Workshop in collaborazione con HRIC Human Rights International Corner

Alla luce della nuova proposta di Direttiva europea sulla Corporate Sustainability Due Diligence si configura un nuovo approccio strategico e di gestione in materia ambientale e sociale per le aziende. Nell’incontro verranno esaminate le novità legislative in corso, i dibattiti aperti ma anche strumenti e metodologie per sviluppare un percorso ottimale alla dovuta diligenza.

 

Manager di comunità per governare reti solidali

Workshop organizzato in collaborazione con APAFORM

Da 10-15 anni, anche con riferimento ai servizi pubblici si sono diffuse teorie pratiche di co-produzione. Si tratta di una evoluzione che cerca di superare i limiti della specializzazione delle funzioni economiche che ha caratterizzato il XX secolo con la contrapposizione tra beni e servizi privati demandati al sistema di mercato e beni e servizi pubblici o di pubblico interesse demandato all’intervento delle amministrazioni pubbliche. L’aumento della complessità e della velocità di cambiamento dei bisogni ha evidenziato i limiti della intermediazione soprattutto da parte delle organizzazioni più rigide quali sono le amministrazioni pubbliche e le imprese di grandi dimensioni. Riportare la capacità di soddisfare i bisogni alle comunità nelle quali essi nascono e si manifestano diventa una condizione essenziale di sostenibilità economica, ambientale, sociale. Significa applicare il principio della economia circolare che si fonda sulla valorizzazione di tutte le risorse presenti nella comunità. Un principio recentemente recepito a livello europeo con la previsione delle comunità energetiche in grado di autoprodurre energia rinnovabile con l’installazione di pannelli solari e con altre soluzioni creative. E comunque esperienza di tutti che le comunità sono costituite da molteplici ed eterogenei soggetti fisici, sociali ed economici e da relazioni tra gli stessi per cui diventano importanti figure in grado di governare queste relazioni. Si tratta delle figure di community manager che devono avere competenze diverse, e per certi aspetti più ampie, rispetto a quelle di manager di ogni organizzazione. Nel workshop saranno affrontati e discussi: le caratteristiche dei community manager; gli ambiti di applicazione esempio energy manager, manager di comunità educanti, della legalità ecc.; i processi di formazione formale, informale e non formale tramite cui far emergere queste figure.

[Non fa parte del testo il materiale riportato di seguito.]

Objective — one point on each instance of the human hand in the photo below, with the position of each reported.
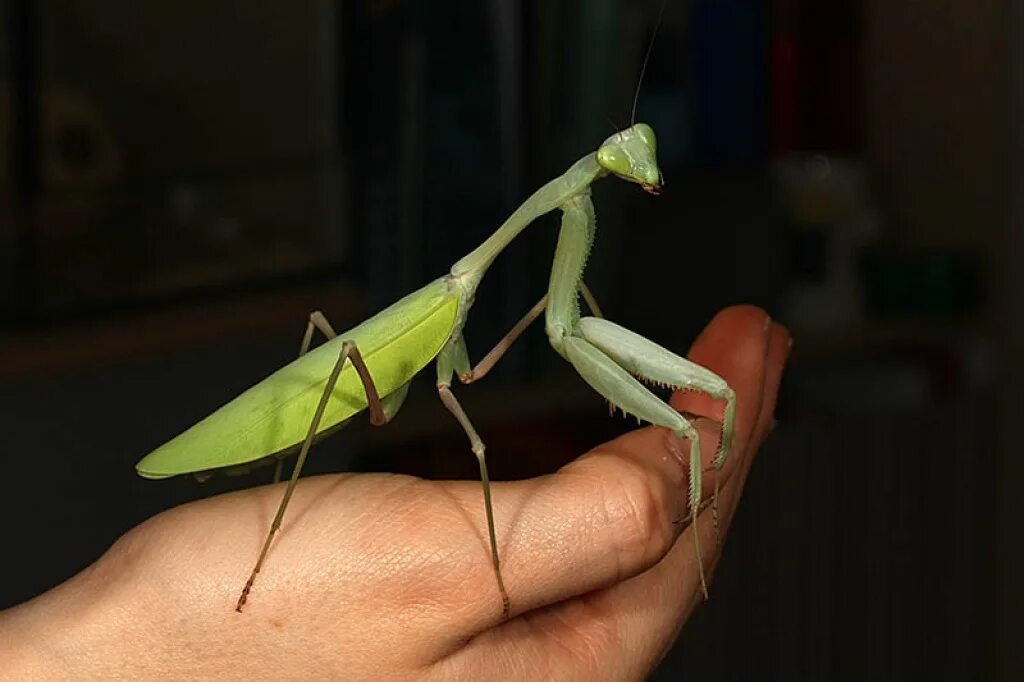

Il workshop è a numero chiuso. Per partecipare iscriversi qui

Finanza sostenibile: il regolamento SFDR ad oltre un anno dalla sua entrata in vigore

Workshop

Il quadro normativo e regolamentare relativo all’ambito della sostenibilità risulta sempre più definito, a livello comunitario e nazionale, specialmente con riferimento al settore della finanza. Dall’entrata in vigore del Regolamento UE 2088/2019 “SFDR”, avvenuta nel marzo 2021, si sono susseguiti numerosi interventi del legislatore e delle autorità competenti, volti ad integrare il perimetro normativo. Tra questi spiccano l’emanazione del Regolamento delegato UE 2022/1288 “RTS” e del Regolamento delegato UE 2021/1255 (che ha modificato il Regolamento delegato UE 231/2013 per quanto riguarda l’integrazione dei rischi di sostenibilità e dei fattori di sostenibilità da parte dei gestori di FIA), così come alcune interpretazioni e chiarimenti pubblicati dalla Commissione Europea, nonché alcuni indirizzi resi noti dalle European Supervisory Authorities (ESAs) e le Aspettative di vigilanza sui rischi climatici e ambientali comunicate da Banca d’Italia. Questo workshop si propone di ripercorrere tale evoluzione e di inquadrare i prossimi sviluppi normativi, tenuto conto che una traiettoria è già tracciata, come si evince dalle proposte di Direttive UE su “Corporate sustainability due diligence (CSDD)” e su “Corporate sustainability reporting (CSRD)”, nonché dal “Final Report on Social Taxonomy”.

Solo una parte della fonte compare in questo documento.